Hi,
One more comment. Regarding the IB Mcast and its usage. The key advantage of IB 
Mcast (enabled with hpcx+hcoll when user utilizes MPI_Bcast collective call) is 
nearly constant scaling. So, it gives most advantage when many multiple nodes 
are used at the same time for a collective. By default, hcoll will use mcast 
based algorithm when the MPI communicator used to launch MPI_Bcast spans at 
least 8 nodes (does not matter how many ranks-per-node in this case). As far as 
I understood your case, you have a Neighbor-Exchange pattern, i.e. limited 
number of neighbors (usually 4 in 2D regular grid, or 6 in 3D) that you need to 
send the data to. If this is the case then your application most likely has 
many multiple small (5,7 ranks) communicators.
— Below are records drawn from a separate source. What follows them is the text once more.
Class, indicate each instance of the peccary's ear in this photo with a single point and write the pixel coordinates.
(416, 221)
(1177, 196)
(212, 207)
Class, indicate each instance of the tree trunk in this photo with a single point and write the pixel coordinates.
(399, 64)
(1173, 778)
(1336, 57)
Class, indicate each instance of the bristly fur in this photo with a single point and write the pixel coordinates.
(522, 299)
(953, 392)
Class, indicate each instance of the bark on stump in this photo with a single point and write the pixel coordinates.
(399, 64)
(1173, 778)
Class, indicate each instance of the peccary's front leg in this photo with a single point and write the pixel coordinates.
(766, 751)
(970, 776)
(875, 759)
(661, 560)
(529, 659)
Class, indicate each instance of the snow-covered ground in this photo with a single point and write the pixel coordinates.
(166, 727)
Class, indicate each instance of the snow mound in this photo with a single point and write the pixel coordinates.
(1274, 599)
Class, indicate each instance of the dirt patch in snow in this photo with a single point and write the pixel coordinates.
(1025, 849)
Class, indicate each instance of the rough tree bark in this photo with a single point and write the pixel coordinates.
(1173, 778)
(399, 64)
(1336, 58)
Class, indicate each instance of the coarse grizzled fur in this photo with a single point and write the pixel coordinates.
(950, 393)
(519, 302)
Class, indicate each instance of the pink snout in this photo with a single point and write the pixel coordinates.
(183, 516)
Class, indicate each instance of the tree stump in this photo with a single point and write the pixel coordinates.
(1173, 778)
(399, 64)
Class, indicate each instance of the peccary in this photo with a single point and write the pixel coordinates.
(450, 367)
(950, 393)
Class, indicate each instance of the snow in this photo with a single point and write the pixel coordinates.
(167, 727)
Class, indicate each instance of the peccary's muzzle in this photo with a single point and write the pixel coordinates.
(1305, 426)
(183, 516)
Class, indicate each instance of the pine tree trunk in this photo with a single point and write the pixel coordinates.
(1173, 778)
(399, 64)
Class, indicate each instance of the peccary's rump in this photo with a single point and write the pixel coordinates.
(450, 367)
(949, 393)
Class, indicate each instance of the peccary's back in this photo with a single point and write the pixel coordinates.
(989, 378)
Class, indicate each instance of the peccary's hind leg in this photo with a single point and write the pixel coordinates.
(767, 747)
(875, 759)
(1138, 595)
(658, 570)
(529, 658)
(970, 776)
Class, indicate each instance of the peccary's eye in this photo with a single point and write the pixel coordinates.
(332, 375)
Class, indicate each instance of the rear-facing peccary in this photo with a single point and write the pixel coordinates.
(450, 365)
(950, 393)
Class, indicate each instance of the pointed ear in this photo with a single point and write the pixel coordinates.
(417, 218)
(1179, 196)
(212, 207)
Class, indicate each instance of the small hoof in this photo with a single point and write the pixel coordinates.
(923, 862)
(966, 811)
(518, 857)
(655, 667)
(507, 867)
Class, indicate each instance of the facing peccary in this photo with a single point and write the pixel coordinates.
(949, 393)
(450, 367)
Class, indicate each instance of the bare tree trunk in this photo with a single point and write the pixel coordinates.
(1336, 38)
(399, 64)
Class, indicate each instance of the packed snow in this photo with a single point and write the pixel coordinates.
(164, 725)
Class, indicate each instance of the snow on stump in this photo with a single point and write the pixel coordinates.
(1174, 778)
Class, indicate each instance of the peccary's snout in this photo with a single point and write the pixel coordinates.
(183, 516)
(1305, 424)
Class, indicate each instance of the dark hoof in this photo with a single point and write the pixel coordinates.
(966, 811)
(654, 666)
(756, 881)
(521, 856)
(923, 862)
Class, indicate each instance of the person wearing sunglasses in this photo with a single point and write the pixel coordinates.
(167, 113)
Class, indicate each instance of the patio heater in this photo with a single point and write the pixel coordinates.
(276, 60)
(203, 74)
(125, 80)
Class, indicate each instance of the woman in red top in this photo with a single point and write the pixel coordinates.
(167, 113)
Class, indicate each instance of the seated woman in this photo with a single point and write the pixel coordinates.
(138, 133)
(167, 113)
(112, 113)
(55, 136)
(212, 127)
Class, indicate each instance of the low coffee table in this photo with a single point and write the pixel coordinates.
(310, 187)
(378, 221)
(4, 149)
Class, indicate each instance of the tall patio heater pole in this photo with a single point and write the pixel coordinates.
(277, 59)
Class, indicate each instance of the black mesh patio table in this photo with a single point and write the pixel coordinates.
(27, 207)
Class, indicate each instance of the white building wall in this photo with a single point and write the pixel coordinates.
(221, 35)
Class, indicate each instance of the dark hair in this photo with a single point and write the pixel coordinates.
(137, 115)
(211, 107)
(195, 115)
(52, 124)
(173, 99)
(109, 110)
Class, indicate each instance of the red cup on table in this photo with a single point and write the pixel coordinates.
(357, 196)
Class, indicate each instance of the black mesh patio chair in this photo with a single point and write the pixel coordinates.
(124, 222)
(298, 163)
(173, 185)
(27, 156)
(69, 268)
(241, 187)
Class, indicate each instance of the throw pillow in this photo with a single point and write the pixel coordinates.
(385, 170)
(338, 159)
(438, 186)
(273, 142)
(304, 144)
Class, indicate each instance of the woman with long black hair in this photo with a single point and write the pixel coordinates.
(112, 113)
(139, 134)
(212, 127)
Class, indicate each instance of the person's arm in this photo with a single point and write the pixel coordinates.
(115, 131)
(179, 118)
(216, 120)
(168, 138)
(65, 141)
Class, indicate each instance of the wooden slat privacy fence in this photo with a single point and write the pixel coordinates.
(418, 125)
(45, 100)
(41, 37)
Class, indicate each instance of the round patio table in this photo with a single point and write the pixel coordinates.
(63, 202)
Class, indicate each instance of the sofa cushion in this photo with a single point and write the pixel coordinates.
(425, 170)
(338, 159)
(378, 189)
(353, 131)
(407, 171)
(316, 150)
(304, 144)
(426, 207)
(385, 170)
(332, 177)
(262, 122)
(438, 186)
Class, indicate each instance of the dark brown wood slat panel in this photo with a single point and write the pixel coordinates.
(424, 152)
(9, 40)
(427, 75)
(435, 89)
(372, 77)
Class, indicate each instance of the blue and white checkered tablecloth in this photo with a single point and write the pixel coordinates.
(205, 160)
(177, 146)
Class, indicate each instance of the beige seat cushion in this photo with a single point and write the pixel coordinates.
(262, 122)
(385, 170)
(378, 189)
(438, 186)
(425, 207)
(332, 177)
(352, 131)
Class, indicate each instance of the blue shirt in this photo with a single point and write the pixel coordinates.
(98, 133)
IB mcast is unlikely to give a 
lot of advantage in this case (scale is small). Moreover, if you run multiple 
ranks per node then a lot of communication happens entirely innode where the 
data goes through shared memory w/o IB.

Finally, if you want to do RDMA, it is possible. You could do MPI_Put/get. 
Alternative is to use open_shmem which could be a good fit for that case (this 
is the standard that is designed for one-sided put/get semantics) but this will 
require some study if you are not familiar with it.
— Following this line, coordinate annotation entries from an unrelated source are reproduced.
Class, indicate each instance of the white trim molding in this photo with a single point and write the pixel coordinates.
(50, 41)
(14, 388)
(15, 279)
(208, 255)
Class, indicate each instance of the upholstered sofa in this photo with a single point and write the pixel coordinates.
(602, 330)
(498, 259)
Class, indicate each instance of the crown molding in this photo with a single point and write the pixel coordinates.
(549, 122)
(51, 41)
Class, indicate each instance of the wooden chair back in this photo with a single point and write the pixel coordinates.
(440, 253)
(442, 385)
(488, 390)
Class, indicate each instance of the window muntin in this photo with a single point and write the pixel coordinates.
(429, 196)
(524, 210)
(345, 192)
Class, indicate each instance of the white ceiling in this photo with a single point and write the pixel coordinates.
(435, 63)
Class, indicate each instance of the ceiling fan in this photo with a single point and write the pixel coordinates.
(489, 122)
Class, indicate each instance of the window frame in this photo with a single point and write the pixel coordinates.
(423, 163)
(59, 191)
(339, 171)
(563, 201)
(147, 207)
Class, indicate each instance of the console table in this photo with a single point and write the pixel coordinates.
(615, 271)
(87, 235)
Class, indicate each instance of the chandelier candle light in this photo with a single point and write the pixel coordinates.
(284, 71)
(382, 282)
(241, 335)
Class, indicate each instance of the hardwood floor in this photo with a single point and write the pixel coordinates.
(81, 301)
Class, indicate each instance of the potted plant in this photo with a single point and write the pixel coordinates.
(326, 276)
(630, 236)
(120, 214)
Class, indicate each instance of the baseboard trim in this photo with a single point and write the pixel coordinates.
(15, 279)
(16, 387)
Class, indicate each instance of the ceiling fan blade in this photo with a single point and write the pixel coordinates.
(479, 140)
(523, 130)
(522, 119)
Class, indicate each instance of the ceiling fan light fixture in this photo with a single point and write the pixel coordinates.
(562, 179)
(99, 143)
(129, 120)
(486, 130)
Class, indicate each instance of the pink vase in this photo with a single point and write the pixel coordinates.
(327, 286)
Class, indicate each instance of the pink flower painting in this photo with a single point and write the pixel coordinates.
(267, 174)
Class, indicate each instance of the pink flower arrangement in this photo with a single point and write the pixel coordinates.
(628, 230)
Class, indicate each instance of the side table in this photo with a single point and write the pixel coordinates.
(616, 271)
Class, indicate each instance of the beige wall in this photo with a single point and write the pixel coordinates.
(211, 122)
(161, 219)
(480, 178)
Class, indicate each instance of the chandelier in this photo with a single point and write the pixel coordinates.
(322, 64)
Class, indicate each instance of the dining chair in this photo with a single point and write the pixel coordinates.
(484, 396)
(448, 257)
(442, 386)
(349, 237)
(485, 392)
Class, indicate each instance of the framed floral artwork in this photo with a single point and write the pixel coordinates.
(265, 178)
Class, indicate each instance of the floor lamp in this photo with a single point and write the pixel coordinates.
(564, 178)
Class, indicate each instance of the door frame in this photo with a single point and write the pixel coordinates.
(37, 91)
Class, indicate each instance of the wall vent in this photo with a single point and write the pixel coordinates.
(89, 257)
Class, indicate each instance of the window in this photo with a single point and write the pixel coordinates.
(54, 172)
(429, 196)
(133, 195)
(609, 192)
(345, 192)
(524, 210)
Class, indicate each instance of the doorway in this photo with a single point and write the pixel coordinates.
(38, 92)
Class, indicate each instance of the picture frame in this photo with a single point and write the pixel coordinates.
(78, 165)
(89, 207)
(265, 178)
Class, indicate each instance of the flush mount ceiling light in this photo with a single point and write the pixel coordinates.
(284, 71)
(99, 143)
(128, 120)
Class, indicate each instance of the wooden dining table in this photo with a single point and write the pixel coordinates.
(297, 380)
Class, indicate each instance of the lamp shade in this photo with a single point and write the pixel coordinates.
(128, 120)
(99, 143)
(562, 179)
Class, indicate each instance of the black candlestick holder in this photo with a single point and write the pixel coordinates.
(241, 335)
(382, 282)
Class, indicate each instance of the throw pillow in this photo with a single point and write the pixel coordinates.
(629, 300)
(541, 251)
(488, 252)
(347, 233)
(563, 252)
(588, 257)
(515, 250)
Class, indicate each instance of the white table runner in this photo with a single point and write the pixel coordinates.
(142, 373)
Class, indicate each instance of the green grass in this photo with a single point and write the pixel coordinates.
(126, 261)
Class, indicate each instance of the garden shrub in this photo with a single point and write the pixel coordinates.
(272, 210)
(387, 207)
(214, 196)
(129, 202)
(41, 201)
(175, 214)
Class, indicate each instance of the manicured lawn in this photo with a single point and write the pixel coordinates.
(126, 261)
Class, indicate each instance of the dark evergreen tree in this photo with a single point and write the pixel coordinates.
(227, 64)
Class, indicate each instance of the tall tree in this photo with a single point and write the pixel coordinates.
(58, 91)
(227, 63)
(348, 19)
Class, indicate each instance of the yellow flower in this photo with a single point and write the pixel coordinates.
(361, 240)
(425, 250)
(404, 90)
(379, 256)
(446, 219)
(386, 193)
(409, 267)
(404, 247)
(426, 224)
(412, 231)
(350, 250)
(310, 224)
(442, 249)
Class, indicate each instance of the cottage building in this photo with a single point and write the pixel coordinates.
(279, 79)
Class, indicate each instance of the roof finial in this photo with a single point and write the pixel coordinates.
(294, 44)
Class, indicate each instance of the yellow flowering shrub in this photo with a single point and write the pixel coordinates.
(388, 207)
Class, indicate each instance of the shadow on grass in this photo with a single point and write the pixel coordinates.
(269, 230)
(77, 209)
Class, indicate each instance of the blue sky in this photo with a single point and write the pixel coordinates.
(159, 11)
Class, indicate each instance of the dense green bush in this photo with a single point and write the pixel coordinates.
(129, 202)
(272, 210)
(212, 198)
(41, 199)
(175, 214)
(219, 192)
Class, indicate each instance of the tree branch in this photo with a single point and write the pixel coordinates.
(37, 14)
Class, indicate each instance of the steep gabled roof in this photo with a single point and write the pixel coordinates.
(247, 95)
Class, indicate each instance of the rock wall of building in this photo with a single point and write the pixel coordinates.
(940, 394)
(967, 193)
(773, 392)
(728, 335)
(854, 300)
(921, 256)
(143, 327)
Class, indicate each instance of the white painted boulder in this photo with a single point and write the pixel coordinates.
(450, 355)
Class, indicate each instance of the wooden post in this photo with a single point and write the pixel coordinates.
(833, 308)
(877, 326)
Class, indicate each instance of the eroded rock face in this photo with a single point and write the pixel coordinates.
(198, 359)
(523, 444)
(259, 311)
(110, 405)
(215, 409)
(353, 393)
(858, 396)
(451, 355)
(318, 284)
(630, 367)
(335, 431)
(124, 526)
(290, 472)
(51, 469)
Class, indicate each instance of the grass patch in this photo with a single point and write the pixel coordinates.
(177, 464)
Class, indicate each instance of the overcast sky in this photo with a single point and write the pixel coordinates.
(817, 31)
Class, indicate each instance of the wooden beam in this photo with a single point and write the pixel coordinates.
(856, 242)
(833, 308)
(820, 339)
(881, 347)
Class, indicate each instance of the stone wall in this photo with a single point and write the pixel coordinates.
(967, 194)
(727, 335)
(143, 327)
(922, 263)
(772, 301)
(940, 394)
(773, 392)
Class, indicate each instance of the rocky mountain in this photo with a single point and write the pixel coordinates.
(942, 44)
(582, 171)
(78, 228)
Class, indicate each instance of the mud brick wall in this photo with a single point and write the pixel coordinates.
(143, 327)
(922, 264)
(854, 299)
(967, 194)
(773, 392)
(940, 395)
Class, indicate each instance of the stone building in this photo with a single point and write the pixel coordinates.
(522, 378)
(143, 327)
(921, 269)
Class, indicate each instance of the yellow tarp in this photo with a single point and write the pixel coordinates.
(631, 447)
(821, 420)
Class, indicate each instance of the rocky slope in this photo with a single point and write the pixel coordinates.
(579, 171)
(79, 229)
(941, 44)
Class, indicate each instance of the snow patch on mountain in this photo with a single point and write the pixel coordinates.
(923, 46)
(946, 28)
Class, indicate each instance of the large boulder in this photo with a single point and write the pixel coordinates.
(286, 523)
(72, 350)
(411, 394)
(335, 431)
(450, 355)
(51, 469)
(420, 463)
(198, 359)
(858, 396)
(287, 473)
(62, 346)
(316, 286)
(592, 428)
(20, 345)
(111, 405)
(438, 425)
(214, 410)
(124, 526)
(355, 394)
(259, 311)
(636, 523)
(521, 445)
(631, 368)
From: devel <devel-boun...@lists.open-mpi.org> On Behalf Of George Bosilca
Sent: Thursday, March 21, 2019 7:31 PM
To: Open MPI Developers <devel@lists.open-mpi.org>
Subject: Re: [OMPI devel] Memory performance with Bcast

Marcin,

I am not sure I understand your question, a bcast is a collective operation 
that must be posted by all participants. Independently at what level the bcast 
is serviced, if some of the participants have not posted their participation to 
the collective, only partial progress can be made.

  George.


On Thu, Mar 21, 2019 at 12:24 PM Joshua Ladd 
<jladd.m...@gmail.com<mailto:jladd.m...@gmail.com>> wrote:
Marcin,

HPC-X implements the MPI BCAST operation by leveraging hardware multicast 
capabilities. Starting with HPC-X v2.3 we introduced a new multicast based 
algorithm for large messages as well. Hardware multicast scales as O(1) modulo 
switch hops. It is the most efficient way to broadcast a message in an IB 
network.

Hope this helps.

Best,

Josh



On Thu, Mar 21, 2019 at 5:01 AM marcin.krotkiewski 
<marcin.krotkiew...@gmail.com<mailto:marcin.krotkiew...@gmail.com>> wrote:

Thanks, George! So, the function you mentioned is used when I turn off HCOLL 
and use OpenMPI's tuned coll instead. That helps a lot. Another thing that 
makes me think is that in my case the data is sent to the targets 
asynchronously, or rather - it is a 'put' operation in nature, and the targets 
don't know, when the data is ready. I guess the tree algorithms you mentioned 
require active participation of all nodes, otherwise the algorithm will not 
progress? Is it enough to call any MPI routine to assure progression, or do I 
have to call the matching Bcast?

Anyone from Mellanox here, who knows how HCOLL does this internally? Especially 
on the EDR architecture. Is there any hardware aid?

Thanks!

Marcin


On 3/20/19 5:10 PM, George Bosilca wrote:
If you have support for FCA then it might happen that the collective will use 
the hardware support. In any case, most of the bcast algorithms have a 
logarithmic behavior, so there will be at most O(log(P)) memory accesses on the 
root.

If you want to take a look at the code in OMPI to understand what function is 
called in your specific case head to ompi/mca/coll/tuned/ and search for the 
ompi_coll_tuned_bcast_intra_dec_fixed function in coll_tuned_decision_fixed.c.

  George.


On Wed, Mar 20, 2019 at 4:53 AM marcin.krotkiewski 
<marcin.krotkiew...@gmail.com<mailto:marcin.krotkiew...@gmail.com>> wrote:
Hi!

I'm wondering about the details of Bcast implementation in OpenMPI. I'm
specifically interested in IB interconnects, but information about other
architectures (and OpenMPI in general) would also be very useful.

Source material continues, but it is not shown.